Effettivamente da quel punto inizia il percorso perfettamente rettilineo della via Appia. Soltanto diciotto anni dopo fu costruito dai fratelli Ogulnii, edili curuli, il tratto di strada dalla porta Capena (la porta delle mura repubblicane in prossimità del Circo Massimo) al clivus Martis, grazie alle somme di denaro confiscate agli usurai.
Qualche anno dopo, infine, fu lastricato con poligoni di basalto dei Colli Albani il tratto dal clivus Martis a Boville (l'odierna Frattocchie).
Gli scopi militari risultarono evidenti dai successivi prolungamenti (nel 268 a.c. a Benevento, nel 190 a.c. fino a Venosa e quindi Taranto e Brindisi) aprendo così una via diretta tra Roma e l'Oriente.

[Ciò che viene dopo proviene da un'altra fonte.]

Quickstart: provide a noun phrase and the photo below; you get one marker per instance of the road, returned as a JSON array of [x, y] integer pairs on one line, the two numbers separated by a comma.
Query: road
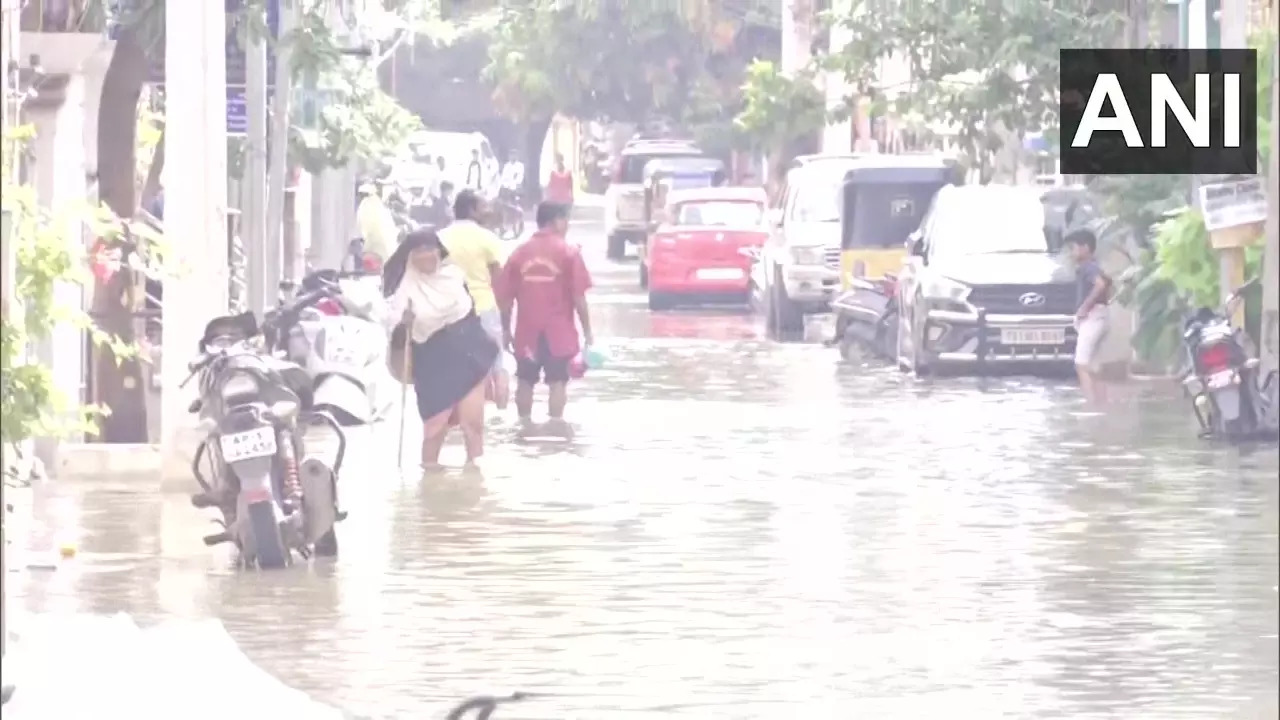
[[744, 529]]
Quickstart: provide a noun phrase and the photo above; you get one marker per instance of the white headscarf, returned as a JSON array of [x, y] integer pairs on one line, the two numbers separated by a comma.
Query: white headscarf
[[438, 299]]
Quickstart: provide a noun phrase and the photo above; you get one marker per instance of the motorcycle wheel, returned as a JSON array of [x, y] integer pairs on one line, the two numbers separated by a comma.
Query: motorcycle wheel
[[269, 547]]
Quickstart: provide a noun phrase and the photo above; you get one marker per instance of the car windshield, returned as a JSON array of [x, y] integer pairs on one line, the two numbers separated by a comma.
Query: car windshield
[[720, 213], [990, 226], [818, 204]]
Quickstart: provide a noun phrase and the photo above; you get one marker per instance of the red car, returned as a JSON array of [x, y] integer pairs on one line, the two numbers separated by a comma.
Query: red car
[[705, 247]]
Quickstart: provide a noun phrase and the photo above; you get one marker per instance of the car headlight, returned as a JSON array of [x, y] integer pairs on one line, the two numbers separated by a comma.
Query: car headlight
[[238, 386], [808, 255], [945, 290]]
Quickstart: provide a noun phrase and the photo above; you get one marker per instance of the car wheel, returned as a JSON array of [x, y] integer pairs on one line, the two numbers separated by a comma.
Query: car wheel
[[782, 318], [661, 301], [617, 247], [919, 365]]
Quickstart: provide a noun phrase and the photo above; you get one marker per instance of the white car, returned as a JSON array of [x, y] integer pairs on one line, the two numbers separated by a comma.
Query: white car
[[457, 149], [798, 272], [624, 199]]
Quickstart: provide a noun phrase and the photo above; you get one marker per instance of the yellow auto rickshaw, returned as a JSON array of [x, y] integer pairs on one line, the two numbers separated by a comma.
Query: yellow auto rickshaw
[[885, 199]]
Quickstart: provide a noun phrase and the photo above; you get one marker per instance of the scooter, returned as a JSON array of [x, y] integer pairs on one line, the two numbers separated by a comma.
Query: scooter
[[252, 406], [342, 346], [867, 319], [1229, 399]]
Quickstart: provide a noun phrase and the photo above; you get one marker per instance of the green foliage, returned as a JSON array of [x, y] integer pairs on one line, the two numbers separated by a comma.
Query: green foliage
[[597, 58], [978, 67], [30, 402], [1178, 274], [778, 109]]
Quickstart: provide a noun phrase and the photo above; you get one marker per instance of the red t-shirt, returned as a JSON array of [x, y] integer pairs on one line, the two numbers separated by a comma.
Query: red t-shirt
[[544, 277], [560, 187]]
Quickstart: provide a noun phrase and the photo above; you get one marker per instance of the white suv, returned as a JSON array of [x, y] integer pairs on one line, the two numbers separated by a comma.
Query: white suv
[[799, 268], [624, 199]]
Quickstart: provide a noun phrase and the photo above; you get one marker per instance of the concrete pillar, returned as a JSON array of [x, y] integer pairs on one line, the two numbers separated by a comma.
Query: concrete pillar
[[195, 208], [333, 215], [1271, 259], [839, 136], [60, 174], [798, 30]]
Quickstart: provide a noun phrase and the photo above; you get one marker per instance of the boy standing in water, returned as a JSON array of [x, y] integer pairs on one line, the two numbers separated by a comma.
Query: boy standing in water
[[1092, 292], [545, 282], [479, 254]]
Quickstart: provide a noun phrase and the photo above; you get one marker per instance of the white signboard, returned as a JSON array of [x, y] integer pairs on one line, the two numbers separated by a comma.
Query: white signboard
[[1232, 204]]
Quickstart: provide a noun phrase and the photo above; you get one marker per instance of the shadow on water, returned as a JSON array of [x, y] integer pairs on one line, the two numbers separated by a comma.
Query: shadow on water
[[749, 529]]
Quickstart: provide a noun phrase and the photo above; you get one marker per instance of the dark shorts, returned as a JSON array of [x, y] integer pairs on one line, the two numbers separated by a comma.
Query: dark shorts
[[543, 367]]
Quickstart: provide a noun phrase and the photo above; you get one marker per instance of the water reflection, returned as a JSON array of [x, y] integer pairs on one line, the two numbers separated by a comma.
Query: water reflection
[[745, 529]]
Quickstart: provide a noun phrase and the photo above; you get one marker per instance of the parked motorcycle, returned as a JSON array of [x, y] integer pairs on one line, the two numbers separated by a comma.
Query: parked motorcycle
[[1229, 399], [342, 345], [867, 319], [254, 408]]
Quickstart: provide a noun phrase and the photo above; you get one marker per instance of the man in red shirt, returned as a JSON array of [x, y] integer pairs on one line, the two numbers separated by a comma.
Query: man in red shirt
[[547, 281]]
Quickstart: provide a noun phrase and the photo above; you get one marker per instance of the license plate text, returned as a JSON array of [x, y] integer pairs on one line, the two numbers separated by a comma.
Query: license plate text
[[1032, 336], [259, 442]]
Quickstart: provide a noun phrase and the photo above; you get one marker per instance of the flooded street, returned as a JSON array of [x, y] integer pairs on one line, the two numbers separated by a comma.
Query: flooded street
[[744, 529]]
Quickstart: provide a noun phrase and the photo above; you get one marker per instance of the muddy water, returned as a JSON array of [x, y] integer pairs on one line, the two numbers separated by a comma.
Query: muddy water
[[750, 531]]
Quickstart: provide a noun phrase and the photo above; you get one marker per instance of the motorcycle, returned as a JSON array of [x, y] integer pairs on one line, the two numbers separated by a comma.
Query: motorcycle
[[1228, 397], [867, 319], [275, 497], [342, 346], [511, 215]]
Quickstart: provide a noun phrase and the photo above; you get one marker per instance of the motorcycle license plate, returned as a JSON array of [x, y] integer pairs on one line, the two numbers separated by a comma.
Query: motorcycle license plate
[[1217, 381], [339, 350], [259, 442]]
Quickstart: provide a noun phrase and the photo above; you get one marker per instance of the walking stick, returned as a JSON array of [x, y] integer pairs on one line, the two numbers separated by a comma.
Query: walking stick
[[405, 376]]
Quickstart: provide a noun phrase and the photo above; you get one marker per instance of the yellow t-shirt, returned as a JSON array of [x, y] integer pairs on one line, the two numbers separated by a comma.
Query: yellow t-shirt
[[376, 227], [472, 249]]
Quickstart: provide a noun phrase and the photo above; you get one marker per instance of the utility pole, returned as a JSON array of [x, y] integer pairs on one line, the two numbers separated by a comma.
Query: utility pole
[[254, 187], [278, 169], [1271, 258]]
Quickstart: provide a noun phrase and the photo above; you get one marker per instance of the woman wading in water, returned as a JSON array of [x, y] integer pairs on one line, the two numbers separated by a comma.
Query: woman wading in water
[[451, 352]]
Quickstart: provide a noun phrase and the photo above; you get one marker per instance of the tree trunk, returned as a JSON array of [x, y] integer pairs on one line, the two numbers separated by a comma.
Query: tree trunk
[[119, 381], [152, 185], [535, 133]]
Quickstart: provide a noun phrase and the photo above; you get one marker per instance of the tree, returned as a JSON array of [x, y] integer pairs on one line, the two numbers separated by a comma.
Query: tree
[[778, 110], [990, 69]]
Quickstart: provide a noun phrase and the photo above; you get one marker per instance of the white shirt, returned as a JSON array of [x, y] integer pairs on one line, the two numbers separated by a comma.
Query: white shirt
[[513, 174], [438, 300]]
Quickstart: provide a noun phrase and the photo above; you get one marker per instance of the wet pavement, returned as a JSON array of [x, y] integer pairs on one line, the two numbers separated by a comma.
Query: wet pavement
[[744, 529]]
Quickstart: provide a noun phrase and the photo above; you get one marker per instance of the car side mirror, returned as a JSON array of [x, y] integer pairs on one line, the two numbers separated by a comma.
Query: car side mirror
[[915, 244]]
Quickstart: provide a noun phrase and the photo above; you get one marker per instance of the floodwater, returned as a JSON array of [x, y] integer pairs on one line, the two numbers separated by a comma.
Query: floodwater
[[744, 529]]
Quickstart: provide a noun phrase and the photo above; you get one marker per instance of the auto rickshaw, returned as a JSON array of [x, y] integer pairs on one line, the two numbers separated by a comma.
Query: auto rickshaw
[[885, 199], [673, 173]]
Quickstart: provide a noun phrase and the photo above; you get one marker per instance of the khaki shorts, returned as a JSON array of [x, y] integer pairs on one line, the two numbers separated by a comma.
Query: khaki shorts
[[1089, 333]]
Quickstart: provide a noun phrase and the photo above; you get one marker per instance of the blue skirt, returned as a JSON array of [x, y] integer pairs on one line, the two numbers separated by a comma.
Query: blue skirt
[[451, 363]]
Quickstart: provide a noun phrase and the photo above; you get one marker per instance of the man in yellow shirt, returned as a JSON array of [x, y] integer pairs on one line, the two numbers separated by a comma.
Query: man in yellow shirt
[[376, 224], [478, 251]]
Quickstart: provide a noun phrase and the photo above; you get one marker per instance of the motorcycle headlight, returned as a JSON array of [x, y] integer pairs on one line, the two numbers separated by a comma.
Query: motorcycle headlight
[[812, 255], [238, 386], [945, 290]]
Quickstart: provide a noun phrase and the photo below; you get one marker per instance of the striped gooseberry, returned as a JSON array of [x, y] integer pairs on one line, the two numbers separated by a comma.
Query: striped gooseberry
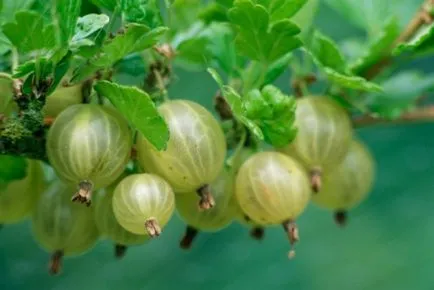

Il poeta Stazio la definì regina viarum. (...qua limite noto Appia longarum teritur regina viarum... dal II libro delle Silvae)
Il tratto più bello è quello che va dalla tomba di Cecilia Metella al Casal Rotondo (in prossimità di via di Torricola). Sono circa 4,2 km arricchiti da bellissimi monumenti funerari.
Noi abbiamo proseguito sino a Frattocchie, dove i tracciati dell'Appia Nuova e dell'Appia Antica confluiscono e proseguono come unica via. In questo tratto inizia a prevalere un certo degrado che prende il sopravvento sulle bellezze del paesaggio e dei monumenti. In alcuni tratti la via si riduce ad un minuscolo sentiero tra le erbacce ed i resti dei monumenti diventano sempre meno intelliggibili.
Resta comunque intatta la suggestione che si prova percorrendo, a piedi, una strada che tanto ha segnato la storia di Roma.